My limp and stringy hair sagged in the humidity "oh-so tragically," as Fiona would say. I grimaced at my reflection in the window; green vines grew out of my head, making me look like one of the creepy Mayan goddesses in Barb's book. I saw no sign of any white sand beaches or blue Caribbean Sea, only ratty vines and shrubs, like weeds on steroids.

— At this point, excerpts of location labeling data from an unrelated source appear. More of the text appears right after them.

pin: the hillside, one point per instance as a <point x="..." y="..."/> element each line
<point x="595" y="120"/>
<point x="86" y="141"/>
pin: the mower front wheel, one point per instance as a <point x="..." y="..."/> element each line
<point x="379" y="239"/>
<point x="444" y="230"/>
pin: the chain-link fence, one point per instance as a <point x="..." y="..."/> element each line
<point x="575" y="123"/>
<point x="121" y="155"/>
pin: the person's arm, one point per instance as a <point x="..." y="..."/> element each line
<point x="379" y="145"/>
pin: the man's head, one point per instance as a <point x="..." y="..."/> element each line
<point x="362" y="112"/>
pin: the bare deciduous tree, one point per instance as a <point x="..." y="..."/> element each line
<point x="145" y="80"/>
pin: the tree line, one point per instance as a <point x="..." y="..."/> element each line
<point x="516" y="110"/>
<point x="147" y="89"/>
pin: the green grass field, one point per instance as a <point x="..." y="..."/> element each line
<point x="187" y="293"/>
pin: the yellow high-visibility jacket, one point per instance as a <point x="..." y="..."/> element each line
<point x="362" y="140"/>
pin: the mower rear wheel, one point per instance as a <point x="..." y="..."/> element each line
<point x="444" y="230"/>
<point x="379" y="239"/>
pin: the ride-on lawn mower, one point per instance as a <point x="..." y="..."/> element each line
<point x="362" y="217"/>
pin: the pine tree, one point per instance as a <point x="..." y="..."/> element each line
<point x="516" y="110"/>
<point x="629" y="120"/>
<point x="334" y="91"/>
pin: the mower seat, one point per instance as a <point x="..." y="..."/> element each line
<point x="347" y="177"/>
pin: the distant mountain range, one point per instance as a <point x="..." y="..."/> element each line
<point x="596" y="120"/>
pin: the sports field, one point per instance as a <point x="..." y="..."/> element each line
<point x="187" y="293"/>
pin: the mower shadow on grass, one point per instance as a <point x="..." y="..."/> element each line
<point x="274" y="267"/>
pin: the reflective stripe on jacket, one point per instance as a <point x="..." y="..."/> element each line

People pushed against us as we got our luggage and waited in yet another line. Guys in white suits kept coming up and offering my parents "great deals" on resorts, as if we didn't already have a reservation. Bizarre! All the people breathing out germy breath, talking in loud foreign languages, and sweating stinky sweat added to the stifling heat. Barb stood in front of a big old-fashioned fan that sounded just like the plane's engines while customs agents searched through random suitcases. I did not want the whole world to look at my underwear. Or touch them. I'd have to do a wash right away. Fortunately, we made it through without being searched.

For some unknown reason, Dad was excited about the rental car, and he kept nudging Mom. It was kind of sweet to see them act excited instead of grumbling about work. Or about me. But still, they were getting on my nerves.

"A Grandpa Bug car!" Barb said. "It's so cute."

Mom started laughing. "Just like when we first got married."

"Yeah, real romantic," I said. "It looks a hundred years old. And I'm sure it doesn't have air bags." Frankly, I kind of expected something a littler nicer. What was the hotel going to look like? Their first crummy studio apartment in the worst part of town?

Barb and I climbed into the back seat while Dad crammed our luggage into the tiny trunk. No seat belts. Dad's seat wobbled like a bobblehead as he sat down.